I'll state my position on the whole matter one more time, and then let it drop: A religion is a personal thing. Everyone is entitled to believe, or not believe, as they see fit. For example, Orthodox Jews demand that their food be kosher, which they are absolutely entitled to do. But they cannot demand that everyone in the city/state/country follow the kosher rules as outlined in the Torah. They cannot even force other Jews to eat Kosher if those people do not wish to, for whatever reason.
Similarly, the Mormon faith demands that Mormons wear holy underwear
, but it would be wrong for them to start demanding that everyone
start observing this religious expectation. Their holy documents make a demand, and it is each and every Mormon's choice and religious decision of whether or not to do this.

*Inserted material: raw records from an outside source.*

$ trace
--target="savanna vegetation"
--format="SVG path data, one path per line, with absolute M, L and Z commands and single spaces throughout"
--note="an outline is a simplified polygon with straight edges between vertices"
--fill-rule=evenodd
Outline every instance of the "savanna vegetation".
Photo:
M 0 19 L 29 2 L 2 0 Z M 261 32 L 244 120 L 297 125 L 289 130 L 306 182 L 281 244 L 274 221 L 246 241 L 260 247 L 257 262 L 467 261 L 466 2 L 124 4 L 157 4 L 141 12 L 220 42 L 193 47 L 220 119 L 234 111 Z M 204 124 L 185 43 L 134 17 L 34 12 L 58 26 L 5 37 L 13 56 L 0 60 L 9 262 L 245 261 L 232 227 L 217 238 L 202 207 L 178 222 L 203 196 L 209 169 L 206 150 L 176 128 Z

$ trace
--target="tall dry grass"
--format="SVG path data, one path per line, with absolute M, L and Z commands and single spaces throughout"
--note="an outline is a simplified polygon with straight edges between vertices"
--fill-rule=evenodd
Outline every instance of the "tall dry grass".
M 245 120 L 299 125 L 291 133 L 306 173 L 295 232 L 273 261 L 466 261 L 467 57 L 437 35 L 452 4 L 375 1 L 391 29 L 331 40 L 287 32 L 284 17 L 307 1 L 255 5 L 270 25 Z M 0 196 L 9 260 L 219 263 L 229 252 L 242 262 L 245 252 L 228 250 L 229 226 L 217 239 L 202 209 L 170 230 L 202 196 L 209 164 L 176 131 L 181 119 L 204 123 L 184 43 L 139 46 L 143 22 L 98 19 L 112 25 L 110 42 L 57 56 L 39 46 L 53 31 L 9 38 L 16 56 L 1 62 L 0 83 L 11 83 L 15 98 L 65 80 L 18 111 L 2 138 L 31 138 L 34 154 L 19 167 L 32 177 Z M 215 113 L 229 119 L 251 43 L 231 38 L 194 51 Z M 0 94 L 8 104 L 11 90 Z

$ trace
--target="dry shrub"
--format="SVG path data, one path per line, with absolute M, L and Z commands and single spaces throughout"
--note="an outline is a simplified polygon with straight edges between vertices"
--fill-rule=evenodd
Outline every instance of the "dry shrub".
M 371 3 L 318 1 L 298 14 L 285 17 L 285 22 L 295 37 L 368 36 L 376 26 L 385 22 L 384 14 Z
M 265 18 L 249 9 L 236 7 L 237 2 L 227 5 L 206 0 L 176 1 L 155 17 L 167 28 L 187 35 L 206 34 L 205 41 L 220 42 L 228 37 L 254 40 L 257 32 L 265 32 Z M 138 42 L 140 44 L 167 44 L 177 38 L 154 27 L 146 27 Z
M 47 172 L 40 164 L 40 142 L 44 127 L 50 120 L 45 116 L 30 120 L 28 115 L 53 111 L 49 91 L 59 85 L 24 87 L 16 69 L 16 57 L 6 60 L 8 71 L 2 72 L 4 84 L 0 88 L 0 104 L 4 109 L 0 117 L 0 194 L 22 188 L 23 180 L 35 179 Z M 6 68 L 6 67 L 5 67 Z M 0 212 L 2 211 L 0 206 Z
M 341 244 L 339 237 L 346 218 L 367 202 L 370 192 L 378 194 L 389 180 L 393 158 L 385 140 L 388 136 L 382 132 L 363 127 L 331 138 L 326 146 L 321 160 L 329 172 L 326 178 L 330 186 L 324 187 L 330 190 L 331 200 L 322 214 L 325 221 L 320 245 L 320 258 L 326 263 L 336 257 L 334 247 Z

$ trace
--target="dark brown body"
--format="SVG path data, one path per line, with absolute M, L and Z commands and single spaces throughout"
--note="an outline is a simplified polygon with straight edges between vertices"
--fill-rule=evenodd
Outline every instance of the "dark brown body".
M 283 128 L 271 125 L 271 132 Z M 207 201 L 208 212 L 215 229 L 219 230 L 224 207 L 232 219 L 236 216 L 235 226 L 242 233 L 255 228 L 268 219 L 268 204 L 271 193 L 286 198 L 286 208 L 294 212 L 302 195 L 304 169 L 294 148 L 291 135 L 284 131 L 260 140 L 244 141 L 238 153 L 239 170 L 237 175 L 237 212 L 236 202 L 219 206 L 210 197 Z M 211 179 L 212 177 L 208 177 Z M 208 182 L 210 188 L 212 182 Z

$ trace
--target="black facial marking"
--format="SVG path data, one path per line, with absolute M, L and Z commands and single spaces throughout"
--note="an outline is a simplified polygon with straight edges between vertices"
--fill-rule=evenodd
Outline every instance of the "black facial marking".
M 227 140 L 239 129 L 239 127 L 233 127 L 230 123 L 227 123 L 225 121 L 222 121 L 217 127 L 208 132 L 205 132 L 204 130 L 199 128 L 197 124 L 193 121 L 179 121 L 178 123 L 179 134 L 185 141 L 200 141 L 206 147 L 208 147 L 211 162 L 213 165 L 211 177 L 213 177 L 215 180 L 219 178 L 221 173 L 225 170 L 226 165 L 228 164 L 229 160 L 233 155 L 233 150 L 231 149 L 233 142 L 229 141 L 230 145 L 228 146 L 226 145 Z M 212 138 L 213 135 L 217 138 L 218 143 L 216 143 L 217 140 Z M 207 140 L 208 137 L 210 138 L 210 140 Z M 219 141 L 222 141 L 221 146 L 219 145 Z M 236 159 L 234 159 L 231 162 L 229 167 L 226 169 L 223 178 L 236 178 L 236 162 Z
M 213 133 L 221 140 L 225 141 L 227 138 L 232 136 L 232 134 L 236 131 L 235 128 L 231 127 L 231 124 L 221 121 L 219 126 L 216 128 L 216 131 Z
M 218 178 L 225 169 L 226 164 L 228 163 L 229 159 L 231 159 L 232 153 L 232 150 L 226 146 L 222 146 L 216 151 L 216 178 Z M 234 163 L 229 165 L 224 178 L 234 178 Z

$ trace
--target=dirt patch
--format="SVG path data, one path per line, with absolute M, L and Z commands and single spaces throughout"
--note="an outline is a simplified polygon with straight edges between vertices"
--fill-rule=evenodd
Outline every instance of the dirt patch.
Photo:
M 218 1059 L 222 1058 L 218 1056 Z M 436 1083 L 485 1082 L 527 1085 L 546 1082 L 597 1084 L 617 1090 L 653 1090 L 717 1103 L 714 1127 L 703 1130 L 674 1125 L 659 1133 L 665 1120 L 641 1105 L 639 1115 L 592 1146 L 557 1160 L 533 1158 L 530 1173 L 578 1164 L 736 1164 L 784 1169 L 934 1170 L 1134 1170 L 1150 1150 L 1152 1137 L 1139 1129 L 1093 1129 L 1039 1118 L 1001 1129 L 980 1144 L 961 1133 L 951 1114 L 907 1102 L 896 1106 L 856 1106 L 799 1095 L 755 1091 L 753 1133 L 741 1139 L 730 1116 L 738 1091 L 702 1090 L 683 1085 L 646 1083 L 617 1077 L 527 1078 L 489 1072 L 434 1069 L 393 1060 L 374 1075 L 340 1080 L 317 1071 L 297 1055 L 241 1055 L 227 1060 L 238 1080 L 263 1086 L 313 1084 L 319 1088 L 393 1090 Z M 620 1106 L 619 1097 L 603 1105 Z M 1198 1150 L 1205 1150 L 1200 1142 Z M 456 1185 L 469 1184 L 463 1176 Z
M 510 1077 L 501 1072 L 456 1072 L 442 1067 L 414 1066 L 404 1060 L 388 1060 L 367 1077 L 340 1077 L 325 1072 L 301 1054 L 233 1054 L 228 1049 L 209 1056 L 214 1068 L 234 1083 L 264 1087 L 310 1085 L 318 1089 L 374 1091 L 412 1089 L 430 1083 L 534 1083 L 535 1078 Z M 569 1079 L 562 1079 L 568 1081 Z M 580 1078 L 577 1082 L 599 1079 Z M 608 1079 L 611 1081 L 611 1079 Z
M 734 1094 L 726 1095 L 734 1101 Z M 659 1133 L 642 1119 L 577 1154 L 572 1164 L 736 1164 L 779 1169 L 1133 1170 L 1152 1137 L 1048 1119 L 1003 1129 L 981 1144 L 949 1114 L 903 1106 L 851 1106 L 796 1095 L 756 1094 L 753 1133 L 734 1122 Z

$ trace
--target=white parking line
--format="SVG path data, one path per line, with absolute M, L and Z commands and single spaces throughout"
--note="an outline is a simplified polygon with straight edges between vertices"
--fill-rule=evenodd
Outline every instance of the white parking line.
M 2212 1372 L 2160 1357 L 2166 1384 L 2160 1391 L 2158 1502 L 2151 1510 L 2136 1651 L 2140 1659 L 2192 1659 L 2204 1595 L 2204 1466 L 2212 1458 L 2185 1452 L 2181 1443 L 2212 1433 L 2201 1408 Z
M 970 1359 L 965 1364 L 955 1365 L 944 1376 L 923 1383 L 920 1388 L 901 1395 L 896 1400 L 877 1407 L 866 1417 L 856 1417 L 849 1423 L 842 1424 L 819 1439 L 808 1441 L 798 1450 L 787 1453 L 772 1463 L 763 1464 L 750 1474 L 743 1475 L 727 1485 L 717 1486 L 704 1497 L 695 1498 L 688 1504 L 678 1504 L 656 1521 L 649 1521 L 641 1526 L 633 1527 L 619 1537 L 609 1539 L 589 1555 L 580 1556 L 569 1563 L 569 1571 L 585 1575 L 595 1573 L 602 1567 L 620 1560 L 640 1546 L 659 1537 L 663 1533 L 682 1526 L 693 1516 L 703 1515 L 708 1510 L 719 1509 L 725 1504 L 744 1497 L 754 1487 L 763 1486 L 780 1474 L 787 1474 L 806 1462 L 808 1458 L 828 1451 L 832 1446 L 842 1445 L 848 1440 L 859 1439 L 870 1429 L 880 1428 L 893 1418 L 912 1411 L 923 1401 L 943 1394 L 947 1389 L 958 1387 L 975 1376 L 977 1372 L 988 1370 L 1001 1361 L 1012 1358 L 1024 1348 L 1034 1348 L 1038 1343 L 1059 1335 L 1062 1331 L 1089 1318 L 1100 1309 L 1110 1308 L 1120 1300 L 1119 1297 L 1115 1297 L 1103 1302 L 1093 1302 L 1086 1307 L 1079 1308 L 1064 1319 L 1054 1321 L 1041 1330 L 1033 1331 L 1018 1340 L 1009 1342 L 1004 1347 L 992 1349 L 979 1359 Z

Can they provide social pressure? Sure, that can happen for anything
, and often does - Talking on the cell phone while on a bus, or wearing white after Labor Day, for example, will get some people to consider you uncouth and uncivilized, and may result in some negative treatment from others. But it's not a law, so there's no reason that you can't
... except that other people say
you can't. There are plenty of other things, even new ones, that are getting social pressure against them. But that doesn't mean that those people, no matter how much of the population they may be, can use their beliefs to force you to follow them.
It is a Christian conceit that everyone
must follow their religion's rules (not solely
Christian, but as Christianity is the dominant religion, they certainly have more opportunities to engage in this officious demand). There is no reason that a Christian demand that people not engage in homosexual acts should ever
flow over to people who aren't Christian, or even that Christians must force other Christians to observe and obey this law.
And yet, this is something that our government has had some difficulty in applying properly. Despite the First Amendment's laws regarding religious freedom, there's been blindness about dealing fairly with non-Christian religions. Thanks to the Communist Scare in the 50s, several government agencies started making changes to things to follow a Christian view - the currency had In God We Trust
replace the previous slogan, E Pluribus Unum
; the Pledge of Allegiance
had "under God" added. Other things have been done, and made into law, because of the common belief that "everyone" was Christian.
Scientific studies over the past few decades have proven pretty categorically that sexual orientation isn't just a decision, isn't just something that people can "turn off" just because a law, or an authority, tells them that they cannot do it. Criminalizing "gay-ness" (or homosexual acts, if you prefer) does not make people decide to just be straight. As such, it's improper (and, arguably, immoral) for a government to be making these demands on someone's behavior, or making laws that only
apply to this subset of the populace.